What makes Schrödinger's equation so difficult to interpret in physical terms, is that it depends on $3N$ spatial variables for an atom with $N$ electrons, while an atom with all its electrons seems to share experience in a common 3-d space. Here is how Weinberg describes the generalisation from $N=1$ in 3 space dimensions to $N>1$ in $3N$ space dimensions as "obvious":
- More than that, Schrödinger’s equation had an obvious generalisation to general systems.
Weinberg takes for granted that what "is obvious" does not have to be explained. But everything in rational physics needs rational argumentation and nothing "is obvious", and so this is where quantum mechanics branches off from rational physics. If what is claimed to be "obvious" in fact lacks rational argument, then it may simply be all wrong. The generalisation of Schrödinger's equation to $N>1$ fell into that trap, and that is the tragedy of modern physics.
There is nothing "obvious" in the sense of "frequently encountered" in the generalisation of Schrödinger's equation from 3 space dimensions to 3N space dimension, since it is a giant leap away from reality and as such utterly "non-obvious" and "never encountered" before.
In realQM I suggest a different form of Schrödinger's equation as a system in 3d with physical meaning.
There is nothing "obvious" in the sense of "frequently encountered" in the generalisation of Schrödinger's equation from 3 space dimensions to 3N space dimension, since it is a giant leap away from reality and as such utterly "non-obvious" and "never encountered" before.

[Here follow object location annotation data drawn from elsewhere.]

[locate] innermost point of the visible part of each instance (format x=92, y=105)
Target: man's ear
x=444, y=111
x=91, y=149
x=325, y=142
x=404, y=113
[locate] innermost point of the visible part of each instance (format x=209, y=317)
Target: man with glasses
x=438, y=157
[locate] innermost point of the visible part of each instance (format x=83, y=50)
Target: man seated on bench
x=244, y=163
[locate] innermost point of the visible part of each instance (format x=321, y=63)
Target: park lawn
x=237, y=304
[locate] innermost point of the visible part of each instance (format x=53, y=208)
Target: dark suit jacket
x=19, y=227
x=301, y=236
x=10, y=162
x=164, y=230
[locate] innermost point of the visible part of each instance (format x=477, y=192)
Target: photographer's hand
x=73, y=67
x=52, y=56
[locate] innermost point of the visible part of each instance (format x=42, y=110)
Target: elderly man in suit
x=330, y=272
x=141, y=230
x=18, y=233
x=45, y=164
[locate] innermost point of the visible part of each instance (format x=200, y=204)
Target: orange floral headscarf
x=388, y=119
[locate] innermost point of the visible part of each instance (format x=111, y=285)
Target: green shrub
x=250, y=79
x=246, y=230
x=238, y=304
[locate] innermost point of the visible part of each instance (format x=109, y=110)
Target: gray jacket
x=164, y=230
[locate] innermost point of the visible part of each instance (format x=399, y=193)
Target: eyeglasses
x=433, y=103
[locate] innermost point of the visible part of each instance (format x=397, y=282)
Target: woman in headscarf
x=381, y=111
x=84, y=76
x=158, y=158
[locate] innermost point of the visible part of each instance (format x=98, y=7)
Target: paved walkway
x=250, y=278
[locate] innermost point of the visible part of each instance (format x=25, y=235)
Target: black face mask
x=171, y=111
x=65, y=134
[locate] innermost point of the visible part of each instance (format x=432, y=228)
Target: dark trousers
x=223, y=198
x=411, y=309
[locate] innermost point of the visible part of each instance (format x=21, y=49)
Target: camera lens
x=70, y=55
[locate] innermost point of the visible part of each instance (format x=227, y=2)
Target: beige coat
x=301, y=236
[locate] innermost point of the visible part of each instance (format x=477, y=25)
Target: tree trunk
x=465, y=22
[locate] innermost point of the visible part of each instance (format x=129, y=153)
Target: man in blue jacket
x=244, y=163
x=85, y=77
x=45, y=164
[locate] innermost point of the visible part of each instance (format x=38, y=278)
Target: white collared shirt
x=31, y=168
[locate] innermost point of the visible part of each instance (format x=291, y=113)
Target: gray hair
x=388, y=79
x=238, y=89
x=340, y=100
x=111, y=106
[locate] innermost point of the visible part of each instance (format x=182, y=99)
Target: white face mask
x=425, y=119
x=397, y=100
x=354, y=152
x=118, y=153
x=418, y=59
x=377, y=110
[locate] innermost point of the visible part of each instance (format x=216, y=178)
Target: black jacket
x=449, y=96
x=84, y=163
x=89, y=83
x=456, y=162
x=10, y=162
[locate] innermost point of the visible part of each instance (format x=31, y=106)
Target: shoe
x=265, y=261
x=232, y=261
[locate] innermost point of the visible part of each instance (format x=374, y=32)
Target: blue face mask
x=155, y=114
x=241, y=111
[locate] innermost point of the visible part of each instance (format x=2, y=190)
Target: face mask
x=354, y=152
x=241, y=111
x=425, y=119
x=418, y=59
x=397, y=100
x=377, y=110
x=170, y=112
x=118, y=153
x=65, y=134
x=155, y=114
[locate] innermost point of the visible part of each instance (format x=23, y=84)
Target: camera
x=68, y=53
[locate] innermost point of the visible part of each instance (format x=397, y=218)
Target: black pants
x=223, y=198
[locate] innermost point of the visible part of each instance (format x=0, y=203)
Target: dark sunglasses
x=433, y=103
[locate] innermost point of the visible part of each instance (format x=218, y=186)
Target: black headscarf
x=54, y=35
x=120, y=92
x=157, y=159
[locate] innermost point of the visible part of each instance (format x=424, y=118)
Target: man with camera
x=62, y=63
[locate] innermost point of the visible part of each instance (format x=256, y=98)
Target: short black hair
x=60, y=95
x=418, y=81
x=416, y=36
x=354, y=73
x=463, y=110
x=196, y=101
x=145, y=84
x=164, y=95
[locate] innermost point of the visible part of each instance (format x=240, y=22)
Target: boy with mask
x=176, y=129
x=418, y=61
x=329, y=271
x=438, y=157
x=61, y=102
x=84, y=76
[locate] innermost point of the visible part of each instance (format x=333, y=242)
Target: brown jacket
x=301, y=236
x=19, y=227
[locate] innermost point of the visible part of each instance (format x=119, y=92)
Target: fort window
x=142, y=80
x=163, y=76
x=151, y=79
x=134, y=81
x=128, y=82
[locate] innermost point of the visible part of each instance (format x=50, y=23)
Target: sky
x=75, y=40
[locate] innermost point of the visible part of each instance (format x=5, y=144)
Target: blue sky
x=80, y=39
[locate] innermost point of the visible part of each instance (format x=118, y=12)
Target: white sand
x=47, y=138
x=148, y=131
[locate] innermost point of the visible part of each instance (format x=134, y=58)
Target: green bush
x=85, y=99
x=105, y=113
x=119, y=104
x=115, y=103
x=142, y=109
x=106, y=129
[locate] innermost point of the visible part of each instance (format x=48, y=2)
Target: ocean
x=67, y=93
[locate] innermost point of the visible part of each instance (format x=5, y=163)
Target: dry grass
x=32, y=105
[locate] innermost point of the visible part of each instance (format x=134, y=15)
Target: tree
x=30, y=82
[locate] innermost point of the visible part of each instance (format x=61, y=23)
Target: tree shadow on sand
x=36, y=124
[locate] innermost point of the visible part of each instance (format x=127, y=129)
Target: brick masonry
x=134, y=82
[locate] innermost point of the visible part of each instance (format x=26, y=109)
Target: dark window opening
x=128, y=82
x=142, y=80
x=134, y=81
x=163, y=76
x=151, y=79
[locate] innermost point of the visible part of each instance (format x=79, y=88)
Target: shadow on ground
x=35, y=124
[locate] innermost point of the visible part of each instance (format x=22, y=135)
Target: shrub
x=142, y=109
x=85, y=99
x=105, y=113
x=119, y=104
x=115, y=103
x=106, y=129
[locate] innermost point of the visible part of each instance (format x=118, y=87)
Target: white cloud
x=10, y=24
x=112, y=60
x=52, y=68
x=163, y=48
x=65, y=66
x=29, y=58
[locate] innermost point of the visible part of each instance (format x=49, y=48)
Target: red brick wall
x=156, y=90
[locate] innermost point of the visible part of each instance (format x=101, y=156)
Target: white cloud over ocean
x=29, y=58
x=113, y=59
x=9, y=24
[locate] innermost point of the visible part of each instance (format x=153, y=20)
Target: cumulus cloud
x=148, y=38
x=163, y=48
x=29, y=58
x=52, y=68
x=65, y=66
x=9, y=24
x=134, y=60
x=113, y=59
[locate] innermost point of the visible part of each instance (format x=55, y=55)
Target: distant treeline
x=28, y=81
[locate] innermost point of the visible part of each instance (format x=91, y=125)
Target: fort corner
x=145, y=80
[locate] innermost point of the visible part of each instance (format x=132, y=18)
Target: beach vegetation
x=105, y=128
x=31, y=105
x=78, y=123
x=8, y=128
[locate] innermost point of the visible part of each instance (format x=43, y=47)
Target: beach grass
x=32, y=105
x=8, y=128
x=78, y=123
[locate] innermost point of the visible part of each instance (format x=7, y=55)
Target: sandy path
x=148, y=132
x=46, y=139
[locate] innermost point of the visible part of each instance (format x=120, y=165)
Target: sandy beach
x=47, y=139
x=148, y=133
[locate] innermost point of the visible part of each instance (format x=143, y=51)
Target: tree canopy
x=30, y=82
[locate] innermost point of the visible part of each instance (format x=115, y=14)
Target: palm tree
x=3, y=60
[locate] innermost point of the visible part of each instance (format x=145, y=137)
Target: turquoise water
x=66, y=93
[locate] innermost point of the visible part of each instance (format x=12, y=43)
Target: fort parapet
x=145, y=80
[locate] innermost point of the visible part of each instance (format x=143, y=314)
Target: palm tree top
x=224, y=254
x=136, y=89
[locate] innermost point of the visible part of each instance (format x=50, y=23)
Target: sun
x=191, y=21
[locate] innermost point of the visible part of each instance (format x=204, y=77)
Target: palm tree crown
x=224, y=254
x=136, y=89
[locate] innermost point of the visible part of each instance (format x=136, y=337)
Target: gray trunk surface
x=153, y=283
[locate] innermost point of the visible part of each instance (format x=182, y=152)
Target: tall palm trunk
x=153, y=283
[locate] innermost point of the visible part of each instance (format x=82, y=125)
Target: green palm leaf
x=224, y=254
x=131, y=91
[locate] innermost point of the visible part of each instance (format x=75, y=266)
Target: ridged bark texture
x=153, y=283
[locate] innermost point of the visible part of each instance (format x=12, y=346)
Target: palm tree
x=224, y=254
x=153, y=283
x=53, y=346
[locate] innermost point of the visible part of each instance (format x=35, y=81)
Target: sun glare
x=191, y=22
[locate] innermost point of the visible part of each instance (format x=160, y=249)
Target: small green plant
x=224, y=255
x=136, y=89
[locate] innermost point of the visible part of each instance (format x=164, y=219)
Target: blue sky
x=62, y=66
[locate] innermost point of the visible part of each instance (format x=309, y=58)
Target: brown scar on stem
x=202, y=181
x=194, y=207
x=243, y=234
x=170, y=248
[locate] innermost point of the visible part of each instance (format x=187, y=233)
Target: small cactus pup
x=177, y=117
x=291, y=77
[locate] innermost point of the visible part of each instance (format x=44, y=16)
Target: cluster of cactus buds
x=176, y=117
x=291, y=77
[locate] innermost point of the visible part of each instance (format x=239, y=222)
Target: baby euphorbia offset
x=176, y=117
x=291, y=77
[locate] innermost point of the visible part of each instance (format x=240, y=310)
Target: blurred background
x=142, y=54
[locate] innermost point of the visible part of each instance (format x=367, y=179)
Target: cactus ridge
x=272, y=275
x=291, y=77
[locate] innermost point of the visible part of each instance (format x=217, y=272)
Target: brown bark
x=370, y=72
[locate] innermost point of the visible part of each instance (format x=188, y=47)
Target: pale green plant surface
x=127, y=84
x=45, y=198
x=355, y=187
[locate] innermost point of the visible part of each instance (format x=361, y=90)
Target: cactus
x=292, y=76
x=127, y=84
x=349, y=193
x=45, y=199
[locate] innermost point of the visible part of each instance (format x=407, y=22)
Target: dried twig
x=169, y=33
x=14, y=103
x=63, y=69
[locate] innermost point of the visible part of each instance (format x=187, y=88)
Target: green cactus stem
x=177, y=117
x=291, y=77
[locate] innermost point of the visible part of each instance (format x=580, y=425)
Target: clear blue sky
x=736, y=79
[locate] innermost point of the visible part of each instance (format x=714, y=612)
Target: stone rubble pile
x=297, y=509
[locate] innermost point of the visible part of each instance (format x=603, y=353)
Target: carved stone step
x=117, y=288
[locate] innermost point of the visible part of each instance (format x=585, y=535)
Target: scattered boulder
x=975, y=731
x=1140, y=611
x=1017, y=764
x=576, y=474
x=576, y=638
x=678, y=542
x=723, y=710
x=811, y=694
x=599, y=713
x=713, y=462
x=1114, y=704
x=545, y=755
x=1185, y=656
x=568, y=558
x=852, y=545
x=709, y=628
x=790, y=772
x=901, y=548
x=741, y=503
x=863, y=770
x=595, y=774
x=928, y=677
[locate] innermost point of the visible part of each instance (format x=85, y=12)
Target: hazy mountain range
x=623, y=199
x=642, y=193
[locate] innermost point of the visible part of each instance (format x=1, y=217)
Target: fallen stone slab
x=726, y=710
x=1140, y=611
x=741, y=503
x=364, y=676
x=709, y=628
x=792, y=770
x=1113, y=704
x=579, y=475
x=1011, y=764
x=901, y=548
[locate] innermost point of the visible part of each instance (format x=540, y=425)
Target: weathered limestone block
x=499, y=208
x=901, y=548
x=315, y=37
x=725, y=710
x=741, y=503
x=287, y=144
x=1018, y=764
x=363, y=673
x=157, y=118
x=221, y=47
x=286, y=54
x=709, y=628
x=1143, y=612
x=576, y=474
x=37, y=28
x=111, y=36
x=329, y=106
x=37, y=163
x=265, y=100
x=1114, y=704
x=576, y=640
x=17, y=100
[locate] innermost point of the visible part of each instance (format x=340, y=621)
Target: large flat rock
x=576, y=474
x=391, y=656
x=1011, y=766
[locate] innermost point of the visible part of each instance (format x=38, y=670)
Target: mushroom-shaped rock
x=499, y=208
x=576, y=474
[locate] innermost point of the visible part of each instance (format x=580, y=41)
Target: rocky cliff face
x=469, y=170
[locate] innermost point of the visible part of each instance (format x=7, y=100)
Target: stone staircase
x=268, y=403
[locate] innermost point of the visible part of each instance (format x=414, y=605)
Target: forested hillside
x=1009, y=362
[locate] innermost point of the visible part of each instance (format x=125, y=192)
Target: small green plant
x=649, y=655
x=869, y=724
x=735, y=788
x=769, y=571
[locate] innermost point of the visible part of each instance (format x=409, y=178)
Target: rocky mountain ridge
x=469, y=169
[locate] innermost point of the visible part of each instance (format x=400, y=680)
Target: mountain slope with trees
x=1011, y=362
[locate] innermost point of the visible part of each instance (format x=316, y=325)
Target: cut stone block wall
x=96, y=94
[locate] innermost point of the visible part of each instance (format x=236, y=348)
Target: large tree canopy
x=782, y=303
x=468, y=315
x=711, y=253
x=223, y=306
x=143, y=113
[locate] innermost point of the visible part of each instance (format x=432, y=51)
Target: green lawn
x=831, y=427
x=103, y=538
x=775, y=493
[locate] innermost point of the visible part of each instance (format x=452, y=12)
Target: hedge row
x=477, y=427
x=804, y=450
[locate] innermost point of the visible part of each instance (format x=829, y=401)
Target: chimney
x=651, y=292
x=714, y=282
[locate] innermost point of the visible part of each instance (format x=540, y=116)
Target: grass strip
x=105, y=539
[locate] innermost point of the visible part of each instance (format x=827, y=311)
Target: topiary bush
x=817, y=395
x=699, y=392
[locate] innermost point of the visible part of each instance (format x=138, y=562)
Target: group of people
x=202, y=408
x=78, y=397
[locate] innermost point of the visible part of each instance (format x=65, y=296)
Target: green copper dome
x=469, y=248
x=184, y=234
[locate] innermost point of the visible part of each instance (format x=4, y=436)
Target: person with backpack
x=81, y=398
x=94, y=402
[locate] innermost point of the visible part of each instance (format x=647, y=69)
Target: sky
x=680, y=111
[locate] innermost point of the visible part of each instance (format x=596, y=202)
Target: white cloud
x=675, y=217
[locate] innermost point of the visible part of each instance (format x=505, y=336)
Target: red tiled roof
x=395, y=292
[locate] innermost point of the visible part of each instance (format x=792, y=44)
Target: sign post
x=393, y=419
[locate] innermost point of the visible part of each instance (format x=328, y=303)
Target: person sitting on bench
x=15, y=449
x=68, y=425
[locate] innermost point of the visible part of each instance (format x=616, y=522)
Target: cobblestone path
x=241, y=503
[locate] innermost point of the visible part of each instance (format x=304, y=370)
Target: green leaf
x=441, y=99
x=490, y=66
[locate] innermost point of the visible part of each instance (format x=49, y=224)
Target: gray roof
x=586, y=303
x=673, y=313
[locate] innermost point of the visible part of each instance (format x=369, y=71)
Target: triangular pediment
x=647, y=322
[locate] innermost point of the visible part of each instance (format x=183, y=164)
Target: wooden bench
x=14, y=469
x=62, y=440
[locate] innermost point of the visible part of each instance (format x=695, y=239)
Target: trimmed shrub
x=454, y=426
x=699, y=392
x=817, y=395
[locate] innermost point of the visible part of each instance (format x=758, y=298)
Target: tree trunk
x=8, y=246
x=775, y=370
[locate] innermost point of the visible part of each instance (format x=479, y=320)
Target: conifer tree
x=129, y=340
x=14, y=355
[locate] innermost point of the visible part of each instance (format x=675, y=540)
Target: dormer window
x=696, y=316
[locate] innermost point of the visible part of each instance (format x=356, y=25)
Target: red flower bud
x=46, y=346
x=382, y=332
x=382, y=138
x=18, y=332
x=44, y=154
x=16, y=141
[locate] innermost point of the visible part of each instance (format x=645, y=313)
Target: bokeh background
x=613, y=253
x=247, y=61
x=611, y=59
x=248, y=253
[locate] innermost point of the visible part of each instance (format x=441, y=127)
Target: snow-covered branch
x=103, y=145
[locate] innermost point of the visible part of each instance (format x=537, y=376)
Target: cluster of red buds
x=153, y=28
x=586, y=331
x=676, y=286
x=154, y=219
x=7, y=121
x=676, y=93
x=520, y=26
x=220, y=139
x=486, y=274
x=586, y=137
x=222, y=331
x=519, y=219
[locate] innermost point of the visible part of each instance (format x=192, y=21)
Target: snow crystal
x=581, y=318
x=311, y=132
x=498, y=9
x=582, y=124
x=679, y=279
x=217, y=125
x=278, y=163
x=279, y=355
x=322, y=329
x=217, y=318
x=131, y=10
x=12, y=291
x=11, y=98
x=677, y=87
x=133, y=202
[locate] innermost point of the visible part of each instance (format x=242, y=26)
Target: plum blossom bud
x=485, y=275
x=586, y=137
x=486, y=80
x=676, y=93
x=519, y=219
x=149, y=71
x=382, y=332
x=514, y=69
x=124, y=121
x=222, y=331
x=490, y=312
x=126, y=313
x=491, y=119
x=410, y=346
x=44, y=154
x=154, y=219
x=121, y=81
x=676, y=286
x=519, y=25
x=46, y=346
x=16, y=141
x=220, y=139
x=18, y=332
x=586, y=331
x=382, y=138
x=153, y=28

In realQM I suggest a different form of Schrödinger's equation as a system in 3d with physical meaning.
PS Note how Weinberg describes the foundation of quantum mechanics:
- The first postulate of quantum mechanics is that physical states can be represented as vectors in a sort of abstract space known as Hilbert space.
- According to the second postulate of quantum mechanics, observable physical quantities like position, momentum, energy, etc., are represented as Hermitian operators on Hilbert space.
The idea that the notion of Hilbert space is central to quantum mechanics was supported by an idea that Hilbert space as a key ingredient in the "modern mathematics" created by Hilbert 1926-32 should be the perfect tool for "modern physics", an idea explored in von Neumann's monumental Mathematical Foundations of Quantum Mechanics. Here the linearity of Schrödinger's equation is instrumental and its many dimensions doesn't matter, but it appears that von Neumann missed the physics:
- I would like to make a confession which may seem immoral: I do not believe absolutely in Hilbert space no more. (von Neumann to Birkhoff 1935)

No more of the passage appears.